Why do we collect? Is it nostalgia, desire, or compulsion? For the people on the following pages, it’s all three. Each of them has—with the help of their sartorial savvy (and their checkbooks)—amassed private collections devoted to some of the world’s most celebrated designers. Housed in cavernous closets or whole apartments, and painstakingly catalogued, these are more than wardrobes—they are exhibits, their owners curators rather than everyday consumers. As the fashion world continues to spin forward, these five obsessives remain in relentless pursuit of its past.

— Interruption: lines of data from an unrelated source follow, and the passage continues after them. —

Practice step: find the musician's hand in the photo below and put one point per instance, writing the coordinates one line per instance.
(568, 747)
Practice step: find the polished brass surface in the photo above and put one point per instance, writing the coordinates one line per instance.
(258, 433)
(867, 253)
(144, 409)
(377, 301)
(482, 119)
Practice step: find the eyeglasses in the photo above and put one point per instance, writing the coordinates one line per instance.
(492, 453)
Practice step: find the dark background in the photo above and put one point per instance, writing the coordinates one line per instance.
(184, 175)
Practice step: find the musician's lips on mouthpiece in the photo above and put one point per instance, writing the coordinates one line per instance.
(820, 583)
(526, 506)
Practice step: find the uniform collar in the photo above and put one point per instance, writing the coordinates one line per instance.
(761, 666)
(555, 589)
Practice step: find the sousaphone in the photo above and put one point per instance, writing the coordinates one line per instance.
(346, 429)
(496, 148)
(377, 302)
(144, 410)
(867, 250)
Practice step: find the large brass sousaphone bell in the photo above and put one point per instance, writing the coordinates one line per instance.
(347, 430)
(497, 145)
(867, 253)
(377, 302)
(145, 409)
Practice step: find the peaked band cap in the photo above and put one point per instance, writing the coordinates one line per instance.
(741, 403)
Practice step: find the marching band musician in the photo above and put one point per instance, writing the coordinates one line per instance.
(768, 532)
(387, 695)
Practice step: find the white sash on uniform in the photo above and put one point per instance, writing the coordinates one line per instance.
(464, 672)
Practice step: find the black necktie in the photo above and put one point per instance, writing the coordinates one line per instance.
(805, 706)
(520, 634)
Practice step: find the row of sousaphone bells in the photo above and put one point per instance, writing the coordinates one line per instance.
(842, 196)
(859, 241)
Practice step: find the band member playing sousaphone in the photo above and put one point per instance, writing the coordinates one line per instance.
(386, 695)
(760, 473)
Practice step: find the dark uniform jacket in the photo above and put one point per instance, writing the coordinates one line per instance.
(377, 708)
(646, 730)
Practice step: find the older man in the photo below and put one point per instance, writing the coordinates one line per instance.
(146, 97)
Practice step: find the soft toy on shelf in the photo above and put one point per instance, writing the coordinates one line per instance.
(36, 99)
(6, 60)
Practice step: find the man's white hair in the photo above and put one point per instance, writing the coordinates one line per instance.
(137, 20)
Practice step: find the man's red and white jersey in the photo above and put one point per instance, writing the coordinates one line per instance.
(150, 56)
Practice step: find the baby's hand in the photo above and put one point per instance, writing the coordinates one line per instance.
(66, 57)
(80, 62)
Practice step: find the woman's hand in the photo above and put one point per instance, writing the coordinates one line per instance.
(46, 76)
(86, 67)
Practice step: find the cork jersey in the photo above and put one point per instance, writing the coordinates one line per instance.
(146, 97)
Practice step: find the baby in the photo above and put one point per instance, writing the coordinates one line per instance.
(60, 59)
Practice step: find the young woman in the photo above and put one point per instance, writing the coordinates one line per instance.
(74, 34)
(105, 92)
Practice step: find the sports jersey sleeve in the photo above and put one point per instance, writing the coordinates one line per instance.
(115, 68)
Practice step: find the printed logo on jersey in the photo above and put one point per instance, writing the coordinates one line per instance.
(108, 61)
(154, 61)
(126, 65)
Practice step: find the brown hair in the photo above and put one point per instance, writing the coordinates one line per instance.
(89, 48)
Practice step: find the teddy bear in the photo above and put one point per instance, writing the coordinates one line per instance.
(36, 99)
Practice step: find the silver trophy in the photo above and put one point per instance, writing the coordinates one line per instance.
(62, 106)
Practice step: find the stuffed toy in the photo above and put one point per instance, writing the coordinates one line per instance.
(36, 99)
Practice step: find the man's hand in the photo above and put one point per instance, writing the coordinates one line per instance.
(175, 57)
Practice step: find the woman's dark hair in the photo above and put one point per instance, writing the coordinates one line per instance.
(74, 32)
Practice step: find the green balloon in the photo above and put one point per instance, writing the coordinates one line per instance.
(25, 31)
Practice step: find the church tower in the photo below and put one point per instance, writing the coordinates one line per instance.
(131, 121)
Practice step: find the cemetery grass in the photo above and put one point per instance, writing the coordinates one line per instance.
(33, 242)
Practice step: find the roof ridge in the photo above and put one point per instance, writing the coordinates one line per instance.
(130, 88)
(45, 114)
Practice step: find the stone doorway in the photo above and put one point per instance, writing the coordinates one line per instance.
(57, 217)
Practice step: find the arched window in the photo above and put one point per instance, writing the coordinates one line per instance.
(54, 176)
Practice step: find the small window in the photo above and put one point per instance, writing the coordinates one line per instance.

STEPHANIE SEYMOUR, SUPERMODEL (above)

COLLECTS: Azzedine Alaïa

SEYMOUR: “I met Azzedine when I was 14 years old. He and Kenzo [Takada] dressed all the girls for the Elite Look of the Year contest. From that moment on, I became an Alaïa girl. I started collecting his work in 1984 and have built two floors of closets at my house in Connecticut specifically to keep all that couture. I work on cataloging it constantly, and I wear everything. My most prized pieces are, of course, the dresses that Azzedine made for my wedding: one for the ceremony and another for the party, each one finished completely by hand just moments before. Naomi [Campbell] was my maid of honor, and Azzedine made her two dresses as well. She was in black, I was in white—it was breathtaking. I was so fortunate to learn about style and design growing up around a great master like Azzedine. I felt like my truest self when he dressed me.”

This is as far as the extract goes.